Karen Knudsen, PhD (Thomas Jefferson University)
DNA Damage Response (DDR) pathway alterations are changes in DNA repair mechanisms that promote genomic instability and have been associated with local and advanced prostate cancer. Dr. Knudsen and team will identify and determine the relevance of these DNA repair defects in prostate cancer patients and their role in the development and progression of treatment-resistant prostate cancer. Dr. Knudsen and colleagues will then evaluate the effects of combination therapy with a certain repair protein and next generation anti-androgens in treatment-resistant prostate cancer patients.

John Isaacs, PhD (Thomas Jefferson University)
A type of stem cell derived from human bone marrow called mesenchymal stem cells (MSCs) can hone to sites of prostate cancer after IV administration. Dr. Isaacs and team plan to use MSCs as a “Trojan Horse” to deliver therapeutic agents to metastatic prostate cancer sites. This first-in-man clinical study will assess the ability of MSCs to hone in on sites of prostate cancer by infusing them into men with localized prostate cancer prior to prostatectomy.

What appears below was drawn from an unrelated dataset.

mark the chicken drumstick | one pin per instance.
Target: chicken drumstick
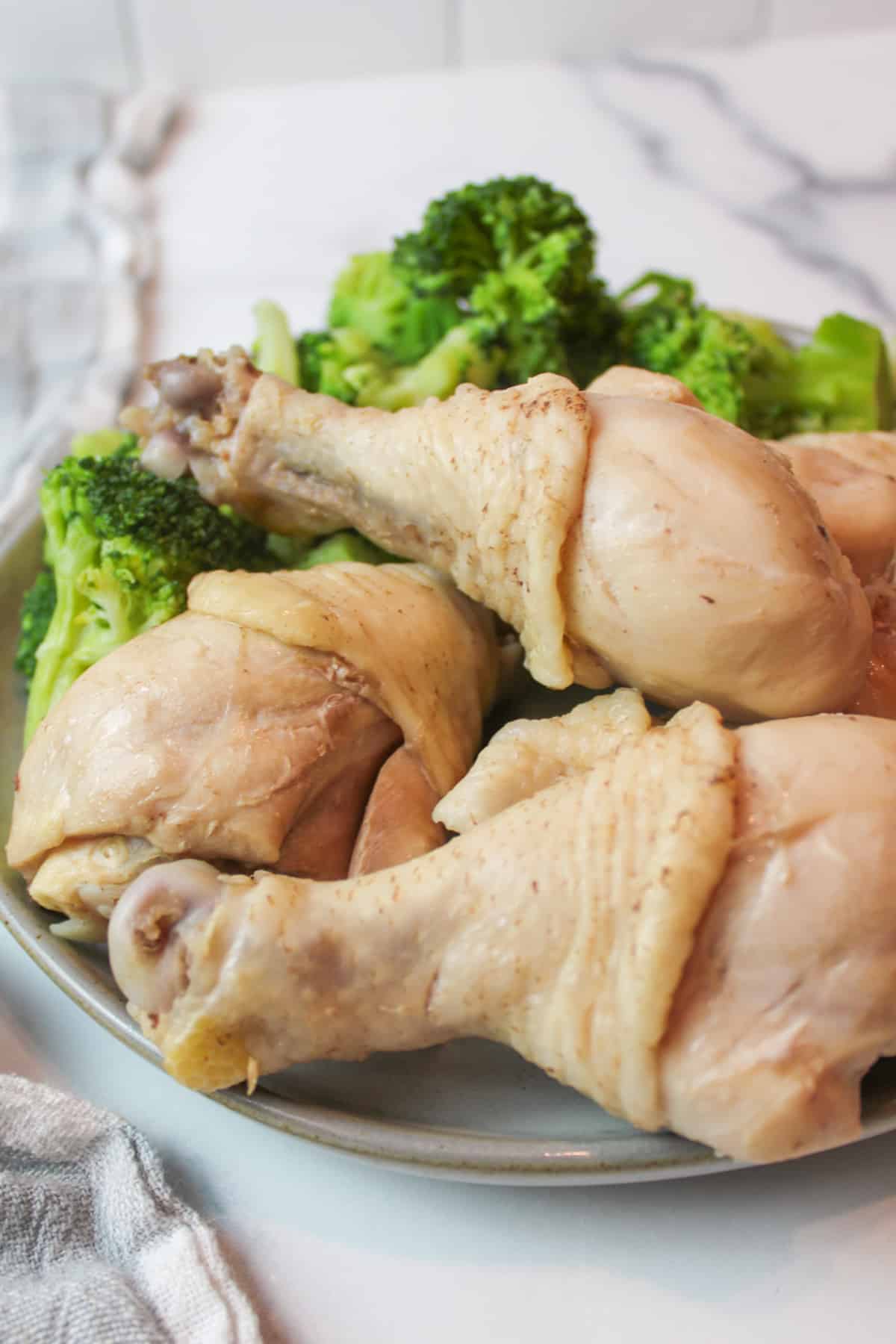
(623, 538)
(697, 932)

Rob Reiter, MD (University of California, Los Angeles)
Epithelial to mesenchymal transition (EMT) is a process by which cancer cells become migratory and invasive, resulting in cancer metastasis and treatment resistance. Dr. Reiter and colleagues hypothesize that interrupting the adaptive EMT response will prolong disease free survival. Data from the clinical trial and preclinical models will help to identify alternative drivers of EMT, new targets and new treatment combinations to optimally inhibit metastasis. The successful development of a combination drug treatment strategy (inhibition of AR and EMT) should prevent metastasis and the development of treatment resistance.